Kelimeler hayattır. Kelimeler hafiftir. Kelimeler güçtür. Kelimeler enerjidir. Sözler gerçektir. Kelimeler canlandırabilir ve kelimeler de öldürebilir. Kelimeler umut verebilir veya bizi umutsuzluğa sürükleyebilir. İnsanlar barışı inşa etmek için kelimeleri, savaşmak için kelimeleri kullanırlar. Kelimeler kültürler, dinler ve milletler arasında duvarlar oluşturabilir. Ve kelimeler de köprüler kurabilir. Bir bireyin, bir ailenin, bir topluluğun, bir ülkenin ve gezegenimizin varlığı, konuştuğumuz kelimelerin gücüyle iyiye veya kötüye yönlendirilmektedir. Konuştuğumuz kelimeler bu dünyada olan her şeyden sorumludur. Bu nedenle, konuştuğumuz kelimelerden sorumlu olmalıyız. Gelecek nesiller adına, umarım her birimiz sadece parlak, ışık dolu sözler söylemek için elimizden gelen her şeyi yaparız, böylece bir gün torunlarımız ışıkla dolu bir dünyaya doğar. Kaybedecek vakit yok. Bu andan itibaren, umarım hepimiz kullandığımız kelimelere yakından bakar ve onları parlaklık ile doldurmak için sürekli çaba gösteririz.

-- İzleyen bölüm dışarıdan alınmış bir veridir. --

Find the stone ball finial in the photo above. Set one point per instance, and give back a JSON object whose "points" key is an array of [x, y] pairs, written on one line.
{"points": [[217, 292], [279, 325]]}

Kimse bizim için hayatımızı değiştiremez. Kimse bizim için dünyayı değiştirmeyecek. Her birimizin, konuştuğumuz her kelimenin serbest bıraktığı olağanüstü, yaratıcı gücü tanımasının ve bilinçli olarak sadece şükran, teşvik ve iyi niyetle dolu kelimeleri konuşmanın zamanı geldi. Bu andan itibaren, kendimiz ve başkaları için sevgi ve bağışlama ile rezonansa giren kelimeleri seçelim. Sadece bir adım ileri gidersek bunu kesinlikle yapabiliriz. Her seferinde bir adım, her seferinde bir kelime, bilincimizdeki trajedi ve izolasyon tohumlarını söküp onları mutluluk ve uzlaşma dalgalarına dönüştürebiliriz. Kendimiz, Toprak Ana ve gelecek nesiller adına, insanlığın Dünya üzerindeki olumlu evrimine katkıda bulunan kelimeleri kullanalım.